Ethics, Tactics, Technique revisited

About 6 years ago I wrote a blog essay about ethics. It was overly wordy but managed to get a modest number of views. Eventually I decided I was no longer happy with it and took it down, besides, there is much better sources in the form of books. It was really just a desire to share what was for me a major observation from training in a class with Jack Hoban, in case others found it useful.
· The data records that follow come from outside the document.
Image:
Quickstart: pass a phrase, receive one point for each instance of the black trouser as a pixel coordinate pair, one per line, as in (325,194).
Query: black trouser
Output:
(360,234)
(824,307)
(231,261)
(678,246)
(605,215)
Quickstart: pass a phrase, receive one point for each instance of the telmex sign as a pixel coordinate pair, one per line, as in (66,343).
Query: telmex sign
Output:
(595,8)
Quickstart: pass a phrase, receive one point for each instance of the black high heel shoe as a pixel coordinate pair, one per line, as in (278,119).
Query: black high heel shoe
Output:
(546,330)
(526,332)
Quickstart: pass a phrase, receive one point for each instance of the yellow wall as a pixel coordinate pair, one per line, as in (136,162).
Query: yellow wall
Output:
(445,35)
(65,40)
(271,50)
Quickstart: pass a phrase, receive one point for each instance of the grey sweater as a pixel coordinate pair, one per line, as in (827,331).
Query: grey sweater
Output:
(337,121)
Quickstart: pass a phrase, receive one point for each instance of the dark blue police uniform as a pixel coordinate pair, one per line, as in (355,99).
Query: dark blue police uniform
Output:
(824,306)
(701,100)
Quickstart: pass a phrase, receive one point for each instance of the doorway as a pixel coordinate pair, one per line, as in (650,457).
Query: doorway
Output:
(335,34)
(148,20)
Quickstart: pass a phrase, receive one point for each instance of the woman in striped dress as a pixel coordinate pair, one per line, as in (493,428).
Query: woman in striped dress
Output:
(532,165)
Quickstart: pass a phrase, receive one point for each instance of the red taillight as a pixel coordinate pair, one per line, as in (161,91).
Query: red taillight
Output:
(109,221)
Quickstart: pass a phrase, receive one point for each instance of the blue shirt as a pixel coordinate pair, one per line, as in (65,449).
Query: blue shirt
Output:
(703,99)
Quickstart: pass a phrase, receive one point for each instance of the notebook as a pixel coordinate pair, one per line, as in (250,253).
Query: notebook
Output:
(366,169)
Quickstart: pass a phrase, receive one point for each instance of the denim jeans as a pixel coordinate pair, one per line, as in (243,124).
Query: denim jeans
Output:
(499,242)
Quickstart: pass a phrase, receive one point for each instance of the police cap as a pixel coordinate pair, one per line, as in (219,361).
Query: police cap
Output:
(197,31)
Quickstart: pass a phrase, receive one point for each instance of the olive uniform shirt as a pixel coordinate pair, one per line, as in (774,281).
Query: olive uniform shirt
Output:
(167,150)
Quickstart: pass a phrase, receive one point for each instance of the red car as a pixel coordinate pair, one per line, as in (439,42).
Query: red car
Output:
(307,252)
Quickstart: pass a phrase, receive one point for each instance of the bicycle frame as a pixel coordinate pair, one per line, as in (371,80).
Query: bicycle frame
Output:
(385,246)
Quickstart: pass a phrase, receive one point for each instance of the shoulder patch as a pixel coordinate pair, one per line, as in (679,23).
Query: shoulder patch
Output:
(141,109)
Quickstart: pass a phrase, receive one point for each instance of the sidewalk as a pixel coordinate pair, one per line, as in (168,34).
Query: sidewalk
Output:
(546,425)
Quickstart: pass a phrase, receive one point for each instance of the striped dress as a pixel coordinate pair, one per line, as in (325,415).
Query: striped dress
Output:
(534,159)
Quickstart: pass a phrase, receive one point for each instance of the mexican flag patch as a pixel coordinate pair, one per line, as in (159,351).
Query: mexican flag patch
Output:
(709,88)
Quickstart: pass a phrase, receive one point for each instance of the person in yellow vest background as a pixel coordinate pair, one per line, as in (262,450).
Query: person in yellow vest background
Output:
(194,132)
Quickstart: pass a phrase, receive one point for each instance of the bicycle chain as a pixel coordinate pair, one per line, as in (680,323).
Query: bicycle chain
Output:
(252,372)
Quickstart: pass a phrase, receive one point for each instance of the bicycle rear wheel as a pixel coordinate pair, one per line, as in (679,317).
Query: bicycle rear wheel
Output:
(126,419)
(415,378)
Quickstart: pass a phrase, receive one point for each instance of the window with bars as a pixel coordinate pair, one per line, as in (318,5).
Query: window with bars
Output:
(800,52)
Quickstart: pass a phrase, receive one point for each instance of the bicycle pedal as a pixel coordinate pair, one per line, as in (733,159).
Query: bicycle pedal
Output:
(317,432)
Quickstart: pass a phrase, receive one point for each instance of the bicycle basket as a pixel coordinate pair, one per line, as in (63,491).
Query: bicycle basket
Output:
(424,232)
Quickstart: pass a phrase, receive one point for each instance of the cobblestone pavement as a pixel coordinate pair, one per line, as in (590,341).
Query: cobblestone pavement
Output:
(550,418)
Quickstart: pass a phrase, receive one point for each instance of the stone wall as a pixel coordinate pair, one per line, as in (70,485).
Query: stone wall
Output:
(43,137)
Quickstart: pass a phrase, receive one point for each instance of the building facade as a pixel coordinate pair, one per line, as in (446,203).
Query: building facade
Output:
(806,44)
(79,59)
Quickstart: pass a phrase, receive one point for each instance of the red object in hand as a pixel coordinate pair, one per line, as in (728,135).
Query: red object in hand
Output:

I still remember that class. It had been a class much like any other, Jack would say one thing, and I would do another. I was not being a bad student deliberately, I was actually training very hard and paying attention. It was just that something key was missing in my training. For years Jack had tried to impart upon all of us the importance of having the right ethic, of controlling the space effectively, and how to apply a technique efficiently. It made sense in words, I could see and feel the application in action, but when I went to do it my habit was to fight for a winning technique, or finishing move. Sacrificing all else in the process.

In this particular class we studied Sanshin no Kata, some of the most "basic" movements in the Bujinkan system. Jack was explaining how the ethic drives the tactic which drives the technique in this controlled scenario. Somewhere around the second form I suddenly saw something and internalized it, "from that space there, he is safe, if he is unethical and goes in this way he will break his tactical advantage and get hit, if the opponent moves in however he can stay safe and can defend himself very well". Not very exciting in words I know, but my mind started to buzz with new possibility. My first realization was....you can consistently be ethical, and tactical and do a technique!?

Not impressed? Well of course, in words many things are easy. But in reality, my own life experience and years of martial arts training had not led me to hold much confidence in being ethical when it came to violence. And even when it came to tactics, the most common tactic that seemed to work was to be stronger, faster and more ruthless than the opponent. Being unexceptional at all of those, I'd barely managed to fight or run my way out of trouble on several occasions in the past. Being ethical, while also surviving, seemed like a lofty ideal. But suddenly that night, it was demonstrably possible, even in basic form, even for me.

The next observation was that, actually, being ethical was not just possible but better! That was the main realization. It was absolutely clear, if I lose the ethic of protecting self and others, my mind would cloud, I would perhaps get angry or panic, I would freeze or rush into something, and it would be little more than luck if my forced technique worked. On the contrary, keeping ethical kept me thinking tactically, and eventually allowed me to find the right form for the technique. True, it would require me to change the way I trained, it would take time to develop any level of proficiency, but if I was not prepared to evolve and put the work in, I had essentially reached the end of my training anyway.

There is often a joke on the internet about "what has been seen cannot be unseen". What I saw was a better approach to my martial arts training than what I had been doing up to that point. 6 years later I certainly have not mastered it, but I am happy with the progress and look forward to many more years of growth and development. In that regard too, it is a better life.